Key Responsibilities

This role will provide YOU the opportunity to lead key activities as follows:

• Support and enable GSK to achieve its business objectives by delivering 'in-the-field' scientific engagement with healthcare professionals and public health decision makers to provide scientific and medical information, identify and manage scientific projects and clinical trial activities, compliantly in line with GSK standard operating procedures and local codes of practice, guidelines and laws

• Gain valuable insight and feedback from the healthcare community on GSK products and services, medical and scientific information which can help guide research, development and service provision to benefit GSK's customers and patients as well as supporting internal stakeholders

• Responsible of development of Medical Strategic Plan/s, execute Scientific Engagement activities and lead external (customer facing) medical projects for assigned portfolio

• Support Medical Governance (compliance to GSK Code, SAPI Code, and other relevant guidelines) in the assigned portfolio of products and contribute to risk review and management monitoring activities

• Provide medical and technical expertise to scientific submissions, and to marketing & sales in the production, review and approval of promotional materials and activities. Final sign off on allocated promotional materials

• Develop an effective communication network and working relationships with relevant global GSK functions.

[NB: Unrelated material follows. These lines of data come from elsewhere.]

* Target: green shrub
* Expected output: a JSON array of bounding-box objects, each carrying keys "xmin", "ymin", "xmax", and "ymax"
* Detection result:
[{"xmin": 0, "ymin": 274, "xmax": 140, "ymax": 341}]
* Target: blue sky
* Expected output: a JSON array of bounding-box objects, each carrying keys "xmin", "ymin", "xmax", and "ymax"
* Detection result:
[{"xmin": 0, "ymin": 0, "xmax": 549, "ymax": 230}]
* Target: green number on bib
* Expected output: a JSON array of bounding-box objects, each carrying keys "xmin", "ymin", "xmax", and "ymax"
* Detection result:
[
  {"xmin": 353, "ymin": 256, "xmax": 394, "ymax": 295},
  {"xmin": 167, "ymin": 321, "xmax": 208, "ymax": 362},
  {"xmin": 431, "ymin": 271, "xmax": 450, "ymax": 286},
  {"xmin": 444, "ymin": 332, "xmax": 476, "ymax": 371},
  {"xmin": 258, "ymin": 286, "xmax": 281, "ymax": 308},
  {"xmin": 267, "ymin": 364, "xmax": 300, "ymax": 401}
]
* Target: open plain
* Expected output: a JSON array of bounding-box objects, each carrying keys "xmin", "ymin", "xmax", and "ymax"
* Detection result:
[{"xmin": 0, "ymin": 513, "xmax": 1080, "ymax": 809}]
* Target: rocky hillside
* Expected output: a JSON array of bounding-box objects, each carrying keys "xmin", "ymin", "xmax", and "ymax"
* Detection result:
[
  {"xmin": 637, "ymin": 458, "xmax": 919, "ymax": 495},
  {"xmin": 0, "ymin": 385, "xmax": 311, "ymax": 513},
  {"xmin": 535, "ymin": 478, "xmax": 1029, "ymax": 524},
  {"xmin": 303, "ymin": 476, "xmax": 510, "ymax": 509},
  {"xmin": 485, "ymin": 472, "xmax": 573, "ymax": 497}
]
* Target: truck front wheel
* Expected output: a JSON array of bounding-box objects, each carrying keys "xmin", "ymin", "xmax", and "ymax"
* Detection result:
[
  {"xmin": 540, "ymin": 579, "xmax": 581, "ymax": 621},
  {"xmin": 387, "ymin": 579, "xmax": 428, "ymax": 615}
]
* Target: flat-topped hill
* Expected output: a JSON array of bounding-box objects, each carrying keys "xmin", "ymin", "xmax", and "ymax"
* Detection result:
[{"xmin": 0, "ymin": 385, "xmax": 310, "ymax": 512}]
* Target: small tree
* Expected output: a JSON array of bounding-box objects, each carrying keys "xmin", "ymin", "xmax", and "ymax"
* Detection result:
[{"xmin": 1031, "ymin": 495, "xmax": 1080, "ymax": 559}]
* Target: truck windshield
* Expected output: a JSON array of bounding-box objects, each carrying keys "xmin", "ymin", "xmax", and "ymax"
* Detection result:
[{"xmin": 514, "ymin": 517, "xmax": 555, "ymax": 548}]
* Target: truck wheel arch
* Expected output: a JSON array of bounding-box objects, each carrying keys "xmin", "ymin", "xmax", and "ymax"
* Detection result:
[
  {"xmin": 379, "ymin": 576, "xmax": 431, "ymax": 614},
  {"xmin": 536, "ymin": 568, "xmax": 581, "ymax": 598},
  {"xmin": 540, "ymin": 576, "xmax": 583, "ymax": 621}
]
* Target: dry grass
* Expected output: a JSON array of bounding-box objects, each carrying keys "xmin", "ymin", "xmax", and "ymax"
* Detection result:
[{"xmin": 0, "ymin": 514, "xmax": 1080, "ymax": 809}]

• Manage the priorities and workloads.

Why you?

Basic Qualifications:

We are looking for professionals with these required skills to achieve our goals:

• Degree in Medicine, PharmD or PhD in pharmacy

• Min 6 years of Pharmaceutical or Biotech industry experience (medical affairs, clinical development, or medical research)

• Min 2 years' experience in hepatology or liver-related disease therapeutic area

• Experience interpreting and communicating scientific data and statistics

• Clear understanding of clinical research methodologies and a demonstrated ability to translate scientific, clinical and safety research studies in an effective credible manner. Able to independently evaluate the literature regarding scientific research

Preferred Qualifications:

If you have the following characteristics, it would be a plus:

• Ability to maintain a command of a large amount of scientific information across multiple products and decide regarding clinical evidence of importance

• Can understand scientific methods and experimental designs

• Ability to work autonomously and independently with time management skills to effectively manage field-based responsibilities.